Indeks MSCI Asia Pasifik di luar Jepang tercatat turun sekitar 1%. Bursa Korea Selatan menjadi salah satu yang tertekan, dengan indeks KOSPI melemah 1,7%. Sementara itu, pasar saham Taiwan terkoreksi 0,7%, dan indeks Nikkei Jepang bergerak relatif datar.
Di China, saham unggulan turun 0,7%, sedangkan indeks Hang Seng Hong Kong melemah 0,8%.
Sentimen pasar turut dipengaruhi laporan keuangan Alphabet yang dirilis setelah penutupan perdagangan. Meski mencatatkan kinerja solid, rencana belanja modal (capital expenditure/capex) Alphabet sebesar US$175 miliar hingga US$185 miliar pada tahun ini memicu volatilitas saham.
Saham Alphabet sempat anjlok lebih dari 6% sebelum akhirnya ditutup turun tipis 0,4% pada perdagangan setelah jam bursa.
Investor global juga mulai melakukan rotasi dari saham-saham teknologi berkapitalisasi besar ke saham siklikal, di tengah kekhawatiran bahwa perkembangan AI berpotensi mengganggu pasar tenaga kerja dan menekan valuasi sektor teknologi.
Aksi jual yang dipicu peluncuran alat hukum berbasis model bahasa besar Claude milik Anthropic dilaporkan telah menghapus sekitar US$830 miliar kapitalisasi pasar sejak akhir Januari.
Tekanan pasar kian terasa setelah kinerja Advanced Micro Devices (AMD) mengecewakan.

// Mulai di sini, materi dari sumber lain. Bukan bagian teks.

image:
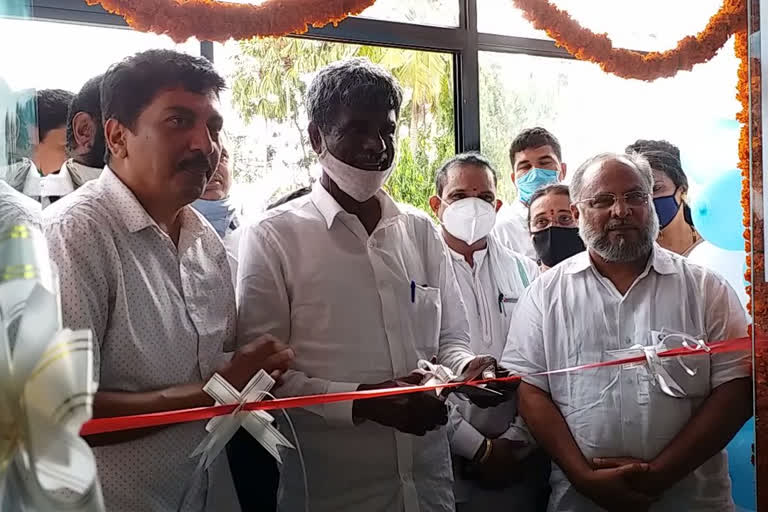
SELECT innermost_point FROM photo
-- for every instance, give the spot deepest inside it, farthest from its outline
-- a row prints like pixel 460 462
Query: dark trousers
pixel 255 473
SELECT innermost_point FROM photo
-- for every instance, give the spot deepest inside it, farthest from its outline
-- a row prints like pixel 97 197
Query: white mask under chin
pixel 359 184
pixel 470 219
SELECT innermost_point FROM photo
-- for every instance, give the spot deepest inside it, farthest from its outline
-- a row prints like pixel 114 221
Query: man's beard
pixel 620 250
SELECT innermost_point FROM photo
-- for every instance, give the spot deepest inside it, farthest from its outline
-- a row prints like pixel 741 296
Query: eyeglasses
pixel 564 220
pixel 607 200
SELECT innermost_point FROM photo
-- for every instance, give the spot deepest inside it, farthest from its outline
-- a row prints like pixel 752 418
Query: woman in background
pixel 554 231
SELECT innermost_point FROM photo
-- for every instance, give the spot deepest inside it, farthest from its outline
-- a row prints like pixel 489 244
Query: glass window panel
pixel 592 112
pixel 648 25
pixel 266 119
pixel 442 13
pixel 65 55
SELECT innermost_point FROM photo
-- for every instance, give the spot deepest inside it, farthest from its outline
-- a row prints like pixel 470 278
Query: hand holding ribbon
pixel 46 388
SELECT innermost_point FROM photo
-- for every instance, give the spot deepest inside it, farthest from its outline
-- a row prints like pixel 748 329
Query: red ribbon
pixel 120 423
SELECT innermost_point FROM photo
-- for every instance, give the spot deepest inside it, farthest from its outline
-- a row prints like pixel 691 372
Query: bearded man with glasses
pixel 629 437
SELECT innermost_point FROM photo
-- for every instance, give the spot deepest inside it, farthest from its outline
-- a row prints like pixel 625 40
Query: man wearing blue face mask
pixel 536 160
pixel 495 461
pixel 218 209
pixel 363 289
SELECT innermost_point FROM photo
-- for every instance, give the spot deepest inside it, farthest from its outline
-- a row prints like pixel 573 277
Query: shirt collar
pixel 661 261
pixel 330 209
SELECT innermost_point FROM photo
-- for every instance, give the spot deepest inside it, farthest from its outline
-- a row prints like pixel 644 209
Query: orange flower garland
pixel 584 44
pixel 742 94
pixel 211 20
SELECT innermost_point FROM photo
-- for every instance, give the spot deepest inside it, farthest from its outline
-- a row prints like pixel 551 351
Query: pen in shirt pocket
pixel 503 299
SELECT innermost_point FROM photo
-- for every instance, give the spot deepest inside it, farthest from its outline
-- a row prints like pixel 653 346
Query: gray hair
pixel 470 158
pixel 351 82
pixel 635 161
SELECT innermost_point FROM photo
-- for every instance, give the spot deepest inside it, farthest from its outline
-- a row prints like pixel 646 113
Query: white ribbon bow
pixel 257 423
pixel 46 388
pixel 434 374
pixel 659 375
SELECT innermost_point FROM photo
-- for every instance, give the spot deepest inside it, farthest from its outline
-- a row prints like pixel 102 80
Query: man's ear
pixel 84 130
pixel 434 203
pixel 315 138
pixel 115 134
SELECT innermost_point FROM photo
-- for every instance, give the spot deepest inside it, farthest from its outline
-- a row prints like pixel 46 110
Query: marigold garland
pixel 211 20
pixel 584 44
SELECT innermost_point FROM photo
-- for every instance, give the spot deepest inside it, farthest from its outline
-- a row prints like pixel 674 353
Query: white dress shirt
pixel 512 229
pixel 490 290
pixel 16 208
pixel 49 188
pixel 160 317
pixel 310 274
pixel 572 316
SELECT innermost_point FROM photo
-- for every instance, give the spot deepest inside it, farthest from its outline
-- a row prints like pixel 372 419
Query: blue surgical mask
pixel 533 180
pixel 219 213
pixel 666 209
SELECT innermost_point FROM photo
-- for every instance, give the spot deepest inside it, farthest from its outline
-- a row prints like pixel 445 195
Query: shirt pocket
pixel 424 314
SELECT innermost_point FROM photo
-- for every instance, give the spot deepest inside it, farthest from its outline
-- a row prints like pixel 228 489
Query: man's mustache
pixel 196 162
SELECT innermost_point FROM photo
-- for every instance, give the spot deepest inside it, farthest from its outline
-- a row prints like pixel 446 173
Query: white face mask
pixel 359 184
pixel 470 219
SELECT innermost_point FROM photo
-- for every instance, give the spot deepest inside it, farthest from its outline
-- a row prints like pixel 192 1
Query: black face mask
pixel 556 244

Saham produsen chip tersebut anjlok sekitar 17% pada perdagangan semalam.
“Lonjakan belanja modal Alphabet benar-benar sangat besar,” ujar analis IG, Tony Sycamore. Menurutnya, di tengah sensitivitas pasar terhadap valuasi AI dan belanja modal, reaksi negatif sebenarnya berpotensi lebih luas.

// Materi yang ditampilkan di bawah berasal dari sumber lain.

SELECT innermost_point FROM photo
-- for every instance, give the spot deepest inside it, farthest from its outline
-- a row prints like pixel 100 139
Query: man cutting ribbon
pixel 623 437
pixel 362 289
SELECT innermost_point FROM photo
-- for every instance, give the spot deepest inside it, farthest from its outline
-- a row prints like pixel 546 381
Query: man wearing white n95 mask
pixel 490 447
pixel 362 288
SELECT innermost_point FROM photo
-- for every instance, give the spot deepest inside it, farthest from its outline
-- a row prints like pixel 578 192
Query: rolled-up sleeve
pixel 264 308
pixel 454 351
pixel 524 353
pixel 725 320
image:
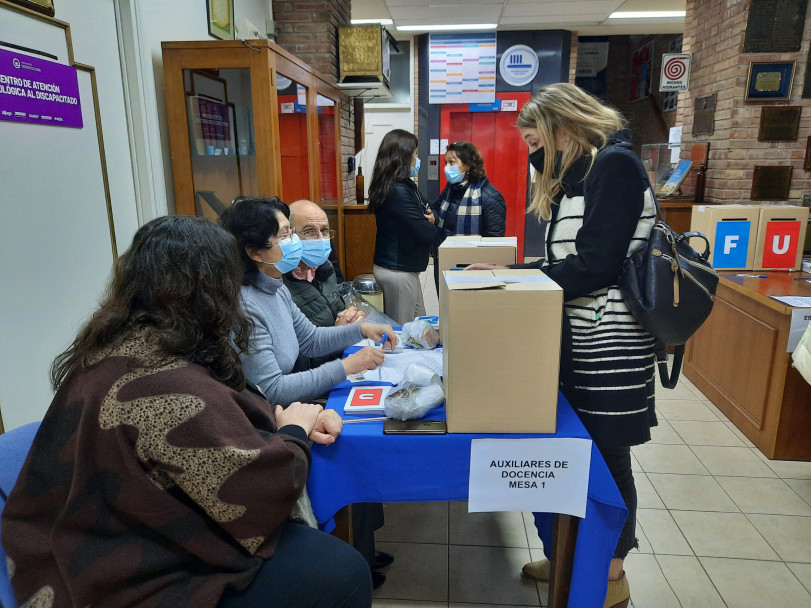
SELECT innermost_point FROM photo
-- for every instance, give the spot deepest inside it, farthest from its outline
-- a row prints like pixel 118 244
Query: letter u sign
pixel 780 244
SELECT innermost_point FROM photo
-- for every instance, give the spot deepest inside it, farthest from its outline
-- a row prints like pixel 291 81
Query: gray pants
pixel 402 293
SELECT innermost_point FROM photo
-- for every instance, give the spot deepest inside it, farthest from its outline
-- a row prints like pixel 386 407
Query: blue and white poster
pixel 462 68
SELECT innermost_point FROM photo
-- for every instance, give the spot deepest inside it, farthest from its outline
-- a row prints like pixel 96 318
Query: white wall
pixel 55 246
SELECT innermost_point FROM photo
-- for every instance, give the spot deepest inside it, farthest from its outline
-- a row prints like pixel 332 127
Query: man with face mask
pixel 314 289
pixel 313 284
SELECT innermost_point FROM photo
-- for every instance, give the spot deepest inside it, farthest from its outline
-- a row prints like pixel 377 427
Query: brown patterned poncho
pixel 149 485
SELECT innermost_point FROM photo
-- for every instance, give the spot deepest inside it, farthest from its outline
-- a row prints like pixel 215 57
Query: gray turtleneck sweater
pixel 280 333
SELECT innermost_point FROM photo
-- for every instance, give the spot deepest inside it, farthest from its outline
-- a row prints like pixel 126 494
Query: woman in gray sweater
pixel 281 332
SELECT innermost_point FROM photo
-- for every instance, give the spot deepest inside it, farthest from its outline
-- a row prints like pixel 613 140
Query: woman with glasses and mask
pixel 269 248
pixel 405 226
pixel 469 203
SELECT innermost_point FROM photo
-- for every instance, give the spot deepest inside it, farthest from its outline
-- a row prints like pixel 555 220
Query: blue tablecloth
pixel 365 465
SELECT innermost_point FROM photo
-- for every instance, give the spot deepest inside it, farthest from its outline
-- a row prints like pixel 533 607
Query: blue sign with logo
pixel 519 65
pixel 731 244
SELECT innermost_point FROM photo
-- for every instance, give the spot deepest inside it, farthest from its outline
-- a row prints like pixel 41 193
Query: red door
pixel 504 154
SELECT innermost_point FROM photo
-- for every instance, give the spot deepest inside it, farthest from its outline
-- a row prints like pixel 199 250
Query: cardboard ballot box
pixel 780 237
pixel 501 351
pixel 458 251
pixel 731 231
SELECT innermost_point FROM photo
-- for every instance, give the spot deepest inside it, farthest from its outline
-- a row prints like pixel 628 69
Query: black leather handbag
pixel 670 289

Di sisi lain, permintaan belanja peralatan mendorong saham Nvidia menguat hampir 2% setelah penutupan perdagangan, sehingga memangkas sebagian penurunan sebelumnya. Penguatan Nvidia turut mengangkat kontrak berjangka Nasdaq sekitar 0,6% dan S&P 500 sebesar 0,4%.
Pelaku pasar kini menantikan laporan keuangan Amazon serta keputusan kebijakan moneter Bank of England dan Bank Sentral Eropa (ECB), yang diperkirakan akan mempertahankan suku bunga acuannya.

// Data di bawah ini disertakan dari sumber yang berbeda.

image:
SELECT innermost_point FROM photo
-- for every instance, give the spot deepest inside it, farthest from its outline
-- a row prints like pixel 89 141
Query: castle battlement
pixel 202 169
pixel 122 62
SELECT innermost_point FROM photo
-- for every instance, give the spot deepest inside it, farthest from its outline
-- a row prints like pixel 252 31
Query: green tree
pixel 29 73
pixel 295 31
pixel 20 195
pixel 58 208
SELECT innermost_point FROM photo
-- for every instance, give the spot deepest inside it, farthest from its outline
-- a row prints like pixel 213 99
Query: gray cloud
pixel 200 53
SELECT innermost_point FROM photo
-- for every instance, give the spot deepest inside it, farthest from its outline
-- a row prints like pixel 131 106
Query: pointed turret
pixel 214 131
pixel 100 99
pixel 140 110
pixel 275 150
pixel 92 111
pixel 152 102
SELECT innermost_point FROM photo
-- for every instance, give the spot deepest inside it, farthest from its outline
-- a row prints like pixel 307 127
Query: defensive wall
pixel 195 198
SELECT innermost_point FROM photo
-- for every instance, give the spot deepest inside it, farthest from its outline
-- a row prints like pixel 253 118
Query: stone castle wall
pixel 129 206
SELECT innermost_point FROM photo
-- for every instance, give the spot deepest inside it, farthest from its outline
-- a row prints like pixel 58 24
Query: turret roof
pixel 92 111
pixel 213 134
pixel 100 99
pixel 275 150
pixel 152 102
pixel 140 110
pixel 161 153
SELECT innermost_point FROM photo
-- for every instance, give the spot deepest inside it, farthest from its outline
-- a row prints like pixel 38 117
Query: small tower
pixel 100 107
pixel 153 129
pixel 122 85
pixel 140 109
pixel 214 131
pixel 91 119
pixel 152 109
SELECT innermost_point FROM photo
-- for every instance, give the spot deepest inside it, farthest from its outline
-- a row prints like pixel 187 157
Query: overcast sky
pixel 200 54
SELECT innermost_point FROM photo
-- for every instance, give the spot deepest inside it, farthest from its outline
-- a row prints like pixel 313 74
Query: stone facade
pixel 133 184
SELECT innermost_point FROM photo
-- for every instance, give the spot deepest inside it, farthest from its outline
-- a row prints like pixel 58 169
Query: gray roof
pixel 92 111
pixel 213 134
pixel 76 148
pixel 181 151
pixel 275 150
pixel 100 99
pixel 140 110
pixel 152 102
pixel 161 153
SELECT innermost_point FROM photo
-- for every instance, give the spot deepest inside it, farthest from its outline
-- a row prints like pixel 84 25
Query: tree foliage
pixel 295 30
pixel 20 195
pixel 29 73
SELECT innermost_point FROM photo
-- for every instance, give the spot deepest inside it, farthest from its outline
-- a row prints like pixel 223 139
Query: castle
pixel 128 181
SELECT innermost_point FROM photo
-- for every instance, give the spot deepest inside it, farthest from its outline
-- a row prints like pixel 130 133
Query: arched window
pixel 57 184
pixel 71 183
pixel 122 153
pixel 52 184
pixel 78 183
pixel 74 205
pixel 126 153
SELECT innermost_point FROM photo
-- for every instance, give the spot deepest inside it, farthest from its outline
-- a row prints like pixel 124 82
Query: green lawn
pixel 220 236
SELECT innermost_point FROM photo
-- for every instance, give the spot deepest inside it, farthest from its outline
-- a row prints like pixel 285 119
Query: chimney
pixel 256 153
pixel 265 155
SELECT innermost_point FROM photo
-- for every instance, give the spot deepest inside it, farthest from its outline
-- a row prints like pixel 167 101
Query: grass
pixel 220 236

Di pasar mata uang, yen Jepang melemah untuk hari keempat berturut-turut menjelang pemilihan umum akhir pekan ini. Jajak pendapat menunjukkan peluang kemenangan besar bagi Perdana Menteri Sanae Takaichi yang dikenal mendukung kebijakan belanja besar, sehingga memicu kekhawatiran terhadap kondisi fiskal Jepang.
Sementara itu, harga minyak dunia turun setelah mencatatkan kenaikan dua hari beruntun. Minyak mentah WTI turun ke kisaran US$64 per barel, sedangkan Brent melemah ke sekitar US$68 per barel.